SafeBatt – Science of Battery Safety

Even with billions of Li-ion batteries (LiBs) in circulation there are very few accidents involving them, which is testament to how safe they are. When compared to the flammability of petrol and the combustibility of diesel, LiBs pose a far lower risk of catching fire. Whilst battery fires are rare, they can occur under various conditions of mechanical, thermal or electrical stress or abuse. Operation of batteries under abnormal conditions can lead to a significant temperature rise, as well as the venting of toxic, flammable gases, which can ignite, leading to a fire.

Safety control and countermeasures are built into the design of today's LiB systems, but this adds complexity, cost and weight. As the use of LiBs expands further into automotive, stationary storage, aerospace and other sectors, there is a need to decrease the risk associated with battery usage further and to enable the simplification of safety systems. This can only be achieved through enhanced understanding of the “science of battery safety”.

This project will improve the fundamental understanding of the root causes of cell failure and the mechanisms of failure propagation. Working closely with industry partners, a multi-scale approach is being taken, from the material to the cell and module scale. This is necessary because the triggers for cell failure are varied and may result from microscopic, internal heterogeneities (e.g., lithium metal plating during charge or manufacturing defects) or from external factors, such as vehicle crash or external heating. Whilst the nucleation of failure may be a microscopic event, the propagation of failure, in particular cell-to-cell propagation, is macroscopic. Research spans time frames from the degradation of materials over hundreds of charging cycles, down to the nucleation and propagation of failure with characteristically sub-second events.

The project is also developing an improved understanding of processes occurring during real world failure, including the environmental consequences of LiB fires, which will inform the further development of fire sensing and protection systems for warehouse storage and battery energy storage systems (BESS) and help develop a consensus around the optimal method of fighting large LiB fires, be they the result of traffic collisions or at LiB recycling facilities.

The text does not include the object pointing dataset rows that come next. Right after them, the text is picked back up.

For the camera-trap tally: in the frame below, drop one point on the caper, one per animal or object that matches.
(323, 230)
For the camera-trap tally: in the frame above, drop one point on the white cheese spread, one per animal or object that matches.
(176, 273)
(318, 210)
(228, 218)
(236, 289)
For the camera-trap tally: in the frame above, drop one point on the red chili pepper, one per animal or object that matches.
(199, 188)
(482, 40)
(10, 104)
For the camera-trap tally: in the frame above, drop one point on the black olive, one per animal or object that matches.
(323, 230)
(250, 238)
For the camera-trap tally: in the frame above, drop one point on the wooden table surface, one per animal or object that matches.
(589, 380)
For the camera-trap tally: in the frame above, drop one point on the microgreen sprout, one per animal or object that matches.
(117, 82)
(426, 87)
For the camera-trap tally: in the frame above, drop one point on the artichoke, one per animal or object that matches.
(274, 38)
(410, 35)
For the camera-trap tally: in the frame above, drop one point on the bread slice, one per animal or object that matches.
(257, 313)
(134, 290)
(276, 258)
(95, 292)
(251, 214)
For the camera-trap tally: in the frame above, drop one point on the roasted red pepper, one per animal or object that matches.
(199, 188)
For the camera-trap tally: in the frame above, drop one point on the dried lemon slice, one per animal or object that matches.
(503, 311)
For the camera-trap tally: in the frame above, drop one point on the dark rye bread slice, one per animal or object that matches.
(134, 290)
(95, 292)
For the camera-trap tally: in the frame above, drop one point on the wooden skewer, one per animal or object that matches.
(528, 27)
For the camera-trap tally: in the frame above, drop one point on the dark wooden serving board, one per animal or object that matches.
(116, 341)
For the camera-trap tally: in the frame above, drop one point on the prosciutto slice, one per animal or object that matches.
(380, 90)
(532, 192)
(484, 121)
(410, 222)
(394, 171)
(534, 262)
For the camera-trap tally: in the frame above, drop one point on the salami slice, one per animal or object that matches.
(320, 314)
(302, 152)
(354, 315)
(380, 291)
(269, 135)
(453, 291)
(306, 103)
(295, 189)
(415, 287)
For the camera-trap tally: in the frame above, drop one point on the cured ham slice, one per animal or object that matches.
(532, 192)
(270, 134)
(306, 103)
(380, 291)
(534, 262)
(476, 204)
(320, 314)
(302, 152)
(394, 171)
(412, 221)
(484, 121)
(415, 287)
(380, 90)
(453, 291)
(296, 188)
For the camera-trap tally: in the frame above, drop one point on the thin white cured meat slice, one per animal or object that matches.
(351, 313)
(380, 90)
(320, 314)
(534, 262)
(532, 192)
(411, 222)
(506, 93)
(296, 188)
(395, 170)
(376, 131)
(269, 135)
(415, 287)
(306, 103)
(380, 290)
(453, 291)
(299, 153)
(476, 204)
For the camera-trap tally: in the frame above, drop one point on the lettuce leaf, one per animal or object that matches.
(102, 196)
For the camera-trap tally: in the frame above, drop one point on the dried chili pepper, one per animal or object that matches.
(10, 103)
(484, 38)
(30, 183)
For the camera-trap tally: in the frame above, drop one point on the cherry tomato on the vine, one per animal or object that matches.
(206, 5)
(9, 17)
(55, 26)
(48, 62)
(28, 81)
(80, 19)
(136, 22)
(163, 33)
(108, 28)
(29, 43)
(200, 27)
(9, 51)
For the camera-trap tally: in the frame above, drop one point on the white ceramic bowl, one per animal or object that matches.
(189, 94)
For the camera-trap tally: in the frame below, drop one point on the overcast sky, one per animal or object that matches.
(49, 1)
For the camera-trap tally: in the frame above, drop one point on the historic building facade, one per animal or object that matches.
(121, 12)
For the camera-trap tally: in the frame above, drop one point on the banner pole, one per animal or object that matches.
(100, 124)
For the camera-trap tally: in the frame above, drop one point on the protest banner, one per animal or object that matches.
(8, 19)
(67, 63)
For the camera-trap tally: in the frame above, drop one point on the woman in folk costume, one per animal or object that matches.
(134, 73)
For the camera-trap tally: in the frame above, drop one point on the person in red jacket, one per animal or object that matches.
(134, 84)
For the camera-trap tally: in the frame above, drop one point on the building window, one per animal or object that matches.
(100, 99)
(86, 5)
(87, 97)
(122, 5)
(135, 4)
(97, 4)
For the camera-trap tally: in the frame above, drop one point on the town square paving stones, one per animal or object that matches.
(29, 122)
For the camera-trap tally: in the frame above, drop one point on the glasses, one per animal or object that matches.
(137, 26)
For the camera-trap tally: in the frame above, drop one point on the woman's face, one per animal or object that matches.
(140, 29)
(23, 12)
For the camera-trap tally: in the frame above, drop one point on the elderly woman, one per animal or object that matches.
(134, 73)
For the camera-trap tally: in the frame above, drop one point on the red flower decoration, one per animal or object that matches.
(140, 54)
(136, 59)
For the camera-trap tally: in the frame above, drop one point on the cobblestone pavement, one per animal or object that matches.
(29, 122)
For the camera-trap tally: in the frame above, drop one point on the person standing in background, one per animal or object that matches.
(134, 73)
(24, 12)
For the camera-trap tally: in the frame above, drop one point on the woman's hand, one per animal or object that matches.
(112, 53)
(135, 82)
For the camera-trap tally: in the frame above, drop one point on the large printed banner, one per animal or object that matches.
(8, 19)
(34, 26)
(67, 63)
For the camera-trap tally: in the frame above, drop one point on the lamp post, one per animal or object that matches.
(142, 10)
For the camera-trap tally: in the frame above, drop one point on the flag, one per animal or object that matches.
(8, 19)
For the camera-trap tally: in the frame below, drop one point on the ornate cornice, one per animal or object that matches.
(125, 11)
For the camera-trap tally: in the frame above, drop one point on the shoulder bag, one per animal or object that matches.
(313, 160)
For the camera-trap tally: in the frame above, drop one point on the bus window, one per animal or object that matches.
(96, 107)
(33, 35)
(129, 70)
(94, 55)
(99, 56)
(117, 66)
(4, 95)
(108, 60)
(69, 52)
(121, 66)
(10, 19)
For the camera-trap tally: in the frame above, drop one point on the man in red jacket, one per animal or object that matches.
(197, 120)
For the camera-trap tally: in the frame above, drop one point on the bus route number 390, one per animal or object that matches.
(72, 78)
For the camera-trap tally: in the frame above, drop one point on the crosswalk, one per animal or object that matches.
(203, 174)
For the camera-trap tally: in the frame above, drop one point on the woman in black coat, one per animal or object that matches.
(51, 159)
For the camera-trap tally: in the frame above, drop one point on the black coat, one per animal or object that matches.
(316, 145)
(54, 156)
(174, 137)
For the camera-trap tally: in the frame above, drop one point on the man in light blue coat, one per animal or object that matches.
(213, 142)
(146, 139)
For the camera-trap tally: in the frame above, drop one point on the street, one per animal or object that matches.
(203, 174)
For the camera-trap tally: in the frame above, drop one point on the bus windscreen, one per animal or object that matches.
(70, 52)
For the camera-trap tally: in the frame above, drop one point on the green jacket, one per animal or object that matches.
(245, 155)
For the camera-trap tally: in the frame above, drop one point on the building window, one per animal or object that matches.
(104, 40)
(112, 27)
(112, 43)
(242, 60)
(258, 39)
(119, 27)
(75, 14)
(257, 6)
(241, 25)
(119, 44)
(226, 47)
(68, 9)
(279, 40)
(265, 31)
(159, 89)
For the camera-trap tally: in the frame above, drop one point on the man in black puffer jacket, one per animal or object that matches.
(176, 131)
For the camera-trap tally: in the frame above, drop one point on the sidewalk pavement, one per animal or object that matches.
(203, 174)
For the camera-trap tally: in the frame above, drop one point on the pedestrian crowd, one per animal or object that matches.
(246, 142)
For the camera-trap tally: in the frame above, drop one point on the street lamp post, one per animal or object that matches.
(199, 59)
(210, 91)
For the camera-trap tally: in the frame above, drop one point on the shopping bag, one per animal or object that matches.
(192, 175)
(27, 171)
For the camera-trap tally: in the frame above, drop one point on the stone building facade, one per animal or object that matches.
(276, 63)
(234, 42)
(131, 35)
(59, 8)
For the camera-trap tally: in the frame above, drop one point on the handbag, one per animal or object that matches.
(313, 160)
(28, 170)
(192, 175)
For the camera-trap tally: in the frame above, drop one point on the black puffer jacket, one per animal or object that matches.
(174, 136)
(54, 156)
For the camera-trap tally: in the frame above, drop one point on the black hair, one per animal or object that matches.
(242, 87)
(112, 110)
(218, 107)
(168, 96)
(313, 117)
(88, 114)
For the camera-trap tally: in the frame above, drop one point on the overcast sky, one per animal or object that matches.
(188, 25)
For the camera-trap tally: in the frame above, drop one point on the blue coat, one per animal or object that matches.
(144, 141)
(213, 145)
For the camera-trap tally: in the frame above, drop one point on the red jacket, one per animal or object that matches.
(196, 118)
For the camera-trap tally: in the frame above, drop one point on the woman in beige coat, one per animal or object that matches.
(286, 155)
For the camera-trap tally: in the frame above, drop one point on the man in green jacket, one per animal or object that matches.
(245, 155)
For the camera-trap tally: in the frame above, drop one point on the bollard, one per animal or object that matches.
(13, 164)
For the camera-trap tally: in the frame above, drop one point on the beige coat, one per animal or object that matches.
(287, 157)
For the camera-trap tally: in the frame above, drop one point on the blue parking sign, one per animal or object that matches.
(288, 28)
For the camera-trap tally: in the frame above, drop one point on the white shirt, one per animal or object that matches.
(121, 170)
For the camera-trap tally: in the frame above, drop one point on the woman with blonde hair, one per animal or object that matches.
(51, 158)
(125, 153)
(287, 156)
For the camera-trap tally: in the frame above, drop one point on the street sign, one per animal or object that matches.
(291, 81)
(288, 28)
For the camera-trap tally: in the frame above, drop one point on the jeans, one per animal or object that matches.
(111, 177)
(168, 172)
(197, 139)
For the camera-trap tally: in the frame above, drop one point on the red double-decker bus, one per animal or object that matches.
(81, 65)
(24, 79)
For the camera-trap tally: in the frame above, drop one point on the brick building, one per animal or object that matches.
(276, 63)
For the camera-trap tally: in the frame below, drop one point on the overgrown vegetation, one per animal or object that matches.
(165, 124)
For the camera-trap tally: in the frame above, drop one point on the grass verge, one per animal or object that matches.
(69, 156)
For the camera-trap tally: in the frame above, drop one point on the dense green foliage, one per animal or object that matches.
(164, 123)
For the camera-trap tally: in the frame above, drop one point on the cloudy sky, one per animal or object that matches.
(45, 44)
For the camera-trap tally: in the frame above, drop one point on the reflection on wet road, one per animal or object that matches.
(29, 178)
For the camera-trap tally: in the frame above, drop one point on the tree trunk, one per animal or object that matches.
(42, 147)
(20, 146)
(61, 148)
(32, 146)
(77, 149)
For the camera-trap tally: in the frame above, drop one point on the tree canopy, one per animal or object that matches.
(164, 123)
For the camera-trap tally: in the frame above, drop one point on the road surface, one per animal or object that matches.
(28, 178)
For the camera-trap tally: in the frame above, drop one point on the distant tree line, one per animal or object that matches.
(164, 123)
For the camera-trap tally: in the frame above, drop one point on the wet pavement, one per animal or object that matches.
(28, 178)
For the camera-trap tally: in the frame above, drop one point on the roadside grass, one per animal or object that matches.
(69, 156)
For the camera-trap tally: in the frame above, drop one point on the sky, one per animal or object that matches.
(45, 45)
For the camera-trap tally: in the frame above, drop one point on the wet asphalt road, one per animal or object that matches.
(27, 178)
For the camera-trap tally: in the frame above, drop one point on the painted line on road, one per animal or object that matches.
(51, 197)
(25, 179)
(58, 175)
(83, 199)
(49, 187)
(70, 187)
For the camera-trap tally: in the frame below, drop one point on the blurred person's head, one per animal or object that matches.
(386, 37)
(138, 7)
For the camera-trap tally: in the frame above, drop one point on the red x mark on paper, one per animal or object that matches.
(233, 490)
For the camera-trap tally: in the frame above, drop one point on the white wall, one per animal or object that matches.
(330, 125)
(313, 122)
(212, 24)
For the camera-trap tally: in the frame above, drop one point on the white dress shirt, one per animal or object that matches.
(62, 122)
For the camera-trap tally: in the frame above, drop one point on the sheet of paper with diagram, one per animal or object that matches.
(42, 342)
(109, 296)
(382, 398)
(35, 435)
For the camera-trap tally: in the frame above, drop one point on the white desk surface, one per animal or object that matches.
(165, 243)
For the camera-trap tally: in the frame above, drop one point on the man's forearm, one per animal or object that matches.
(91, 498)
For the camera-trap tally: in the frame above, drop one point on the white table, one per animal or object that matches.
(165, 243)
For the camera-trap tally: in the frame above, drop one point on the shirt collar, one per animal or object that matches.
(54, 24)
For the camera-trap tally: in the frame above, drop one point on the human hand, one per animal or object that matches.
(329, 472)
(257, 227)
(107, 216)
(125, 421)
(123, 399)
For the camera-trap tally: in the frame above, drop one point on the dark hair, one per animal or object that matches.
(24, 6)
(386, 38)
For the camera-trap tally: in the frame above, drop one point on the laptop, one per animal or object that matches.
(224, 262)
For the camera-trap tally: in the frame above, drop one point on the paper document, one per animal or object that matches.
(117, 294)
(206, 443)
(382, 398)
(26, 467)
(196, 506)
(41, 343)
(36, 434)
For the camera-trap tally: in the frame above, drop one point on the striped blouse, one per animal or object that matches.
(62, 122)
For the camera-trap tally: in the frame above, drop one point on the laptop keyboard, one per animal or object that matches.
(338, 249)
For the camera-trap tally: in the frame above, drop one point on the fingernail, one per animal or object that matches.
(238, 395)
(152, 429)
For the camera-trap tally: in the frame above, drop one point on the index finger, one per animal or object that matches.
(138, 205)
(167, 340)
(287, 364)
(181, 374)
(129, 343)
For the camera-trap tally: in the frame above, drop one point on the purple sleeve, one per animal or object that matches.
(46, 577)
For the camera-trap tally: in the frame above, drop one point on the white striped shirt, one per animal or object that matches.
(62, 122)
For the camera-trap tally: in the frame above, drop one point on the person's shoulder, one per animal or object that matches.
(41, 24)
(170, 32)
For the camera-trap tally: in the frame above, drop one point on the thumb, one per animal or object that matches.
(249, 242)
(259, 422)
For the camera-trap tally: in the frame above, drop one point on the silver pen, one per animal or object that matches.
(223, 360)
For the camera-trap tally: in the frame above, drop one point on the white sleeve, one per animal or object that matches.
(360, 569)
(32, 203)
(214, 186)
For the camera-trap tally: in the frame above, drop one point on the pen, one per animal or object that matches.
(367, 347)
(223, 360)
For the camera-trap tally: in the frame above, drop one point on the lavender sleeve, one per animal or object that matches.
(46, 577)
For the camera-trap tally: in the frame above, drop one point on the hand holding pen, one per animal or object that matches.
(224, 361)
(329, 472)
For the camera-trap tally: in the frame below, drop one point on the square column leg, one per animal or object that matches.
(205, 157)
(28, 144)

The project builds from the success of an industry sprint and builds on research previously carried out in the Faraday Institution Battery Degradation and ReLiB Recycling and Reuse projects in what is a new co-ordinated research effort beginning in April 2021.

Project funding
1 April 2021 – 31 March 2023
Principal Investigator
Professor Paul Shearing
Project Leader
Dr Julia Weaving
University Partners
UCL (Lead)
University of Cambridge
Imperial College London
Newcastle University
University of Sheffield
University of Warwick
+ 2 Industry Partners


The project will:

At the materials level:

  • Identify the safety signatures of state-of-the-art Li-ion cells and examine how these signatures are affected by cell design and how they change over cell lifetime.
  • Consider how transition metal migration and deposition influences battery lifespan and safety.
  • Develop an improved understanding of redeposition of copper from the anode current collector to inform design strategies that minimise the potential for short circuits.
  • Improve the understanding of the signatures of degradation and rapid cell failure as a result of fast charging and operation at extreme temperatures. This will provide a toolbox to evaluate new materials/components and operational strategies to mitigate the risk of catastrophic failure.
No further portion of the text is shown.